Loving Someone with Mental Illness

I recently had the honor of seeing the play, Beautiful - The Carole King Musical. It is an outstanding show and of course, tells the story of Carole King’s early song writing career. But the show also tells the story of the destruction of her marriage to her husband, Gerry Goffin. The two together made a brilliant song writing team and had many number one hits performed by some of the top artists of the time. However, during the show, there were hints that Gerry suffered from mental illness. According to her memoir, Carole talks about Gerry suffering from bipolar disorder (or manic depression as it was called then) following the ingestion of LSD. He eventually underwent treatment with lithium and electroshock therapy. During the play, his character talked about the highs and the lows he was experiencing and he certainly wasn’t happy despite his successful career. I can only imagine the stress his illness placed on their relationship. He was portrayed as having several affairs and he just couldn’t find the happiness he was looking for even though it was right in front of him.

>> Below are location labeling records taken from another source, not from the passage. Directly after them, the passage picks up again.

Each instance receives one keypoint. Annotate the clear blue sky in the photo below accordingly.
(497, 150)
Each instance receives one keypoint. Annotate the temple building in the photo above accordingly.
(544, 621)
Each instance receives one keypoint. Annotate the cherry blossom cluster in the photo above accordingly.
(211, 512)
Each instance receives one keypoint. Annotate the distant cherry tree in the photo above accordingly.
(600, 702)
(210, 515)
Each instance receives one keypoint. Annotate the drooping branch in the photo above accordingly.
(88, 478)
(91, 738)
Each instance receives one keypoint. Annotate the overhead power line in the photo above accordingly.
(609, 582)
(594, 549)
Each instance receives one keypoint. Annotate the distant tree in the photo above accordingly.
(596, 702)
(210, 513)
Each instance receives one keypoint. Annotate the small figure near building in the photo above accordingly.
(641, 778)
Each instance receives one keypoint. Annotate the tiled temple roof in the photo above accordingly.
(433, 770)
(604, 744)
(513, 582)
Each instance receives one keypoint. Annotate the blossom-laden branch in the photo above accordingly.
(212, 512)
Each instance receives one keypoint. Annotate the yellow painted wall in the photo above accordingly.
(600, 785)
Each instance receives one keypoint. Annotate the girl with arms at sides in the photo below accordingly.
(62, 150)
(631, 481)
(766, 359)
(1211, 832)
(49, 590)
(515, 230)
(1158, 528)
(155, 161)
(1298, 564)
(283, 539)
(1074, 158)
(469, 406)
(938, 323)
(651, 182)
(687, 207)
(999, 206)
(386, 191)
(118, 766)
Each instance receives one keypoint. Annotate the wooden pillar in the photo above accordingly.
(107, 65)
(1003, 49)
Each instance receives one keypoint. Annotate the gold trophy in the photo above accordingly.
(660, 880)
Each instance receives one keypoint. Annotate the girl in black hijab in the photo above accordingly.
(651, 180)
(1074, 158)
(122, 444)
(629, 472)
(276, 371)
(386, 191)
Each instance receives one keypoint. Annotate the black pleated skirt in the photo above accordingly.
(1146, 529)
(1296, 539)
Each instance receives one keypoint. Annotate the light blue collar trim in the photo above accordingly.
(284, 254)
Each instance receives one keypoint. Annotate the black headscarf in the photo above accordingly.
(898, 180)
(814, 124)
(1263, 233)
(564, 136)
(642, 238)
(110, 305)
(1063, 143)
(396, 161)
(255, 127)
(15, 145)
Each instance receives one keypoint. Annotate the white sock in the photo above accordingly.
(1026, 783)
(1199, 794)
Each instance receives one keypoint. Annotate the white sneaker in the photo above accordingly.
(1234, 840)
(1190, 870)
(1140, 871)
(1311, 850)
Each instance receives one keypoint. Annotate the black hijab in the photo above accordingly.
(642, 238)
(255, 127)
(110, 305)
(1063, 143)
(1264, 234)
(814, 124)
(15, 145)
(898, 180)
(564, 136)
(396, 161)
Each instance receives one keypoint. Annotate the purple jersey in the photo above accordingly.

So, if you are married to someone who is suffering from Bipolar Disorder, Depression, Anxiety, PTSD, or other mental disorders, how do you and your relationship survive the trying times? There are four things you can do.

1. Develop a crisis plan. Make sure everyone in the family knows what to do. Have a list of phone numbers available including doctors’ numbers, the name and address of the nearest hospital, and a list of current medications along with the dosages. Research actually shows that if a plan is put together when the person is well, crisis times become less frequent because the person with the illness knows that there are services in place and that there are people who are going to support him or her through whatever is going on. I suggest putting together that plan when your partner is well so he or she can have input as to what needs to be done.

2. Build a strong support system. Not only does the person with the illness need the support, so do the others living in the household. If you don’t have someone to talk to, go to counseling. Living with someone who is experiencing a mental illness, isn’t impossible, but at times, it can be challenging. You need to think of this illness as being exactly that - an illness. If your spouse was suffering from cancer, I have a hunch you would do what you can to help this person. Know that any crisis will pass.

3. Education yourself. You both need to know as much about the disorder as you can. Become an expert! The more you know, the more you will understand the behaviors you are seeing. It is also important that you both learn the symptoms of the disorder so you can spot any changes in behavior before they become serious. That way, often the doctor can be called, medication can be tweaked a bit and a trip to the hospital can be avoided. Obviously, if changes in behavior aren’t noticed early, it can eventually lead to hospitalization.

4. Take care of yourself. Eat a balanced, healthy diet without large quantities of sugar and caffeine. Exercise. Working out can help with stress. Establish healthy Loving Someone with Mental Illness relationships with family and friends. Go out to dinner or go see a movie with a friend. Engage in productive activities such as volunteering, working or finding a fun hobby. Learn how to relax. Practice stress management. Most importantly, it is important to have fun and enjoy life.

While these 4 steps won’t ensure that your family member will live a life without having a crisis. But they will ensure that when that crisis hits, you will know what to do and will be better equipped with how to endure those tough times.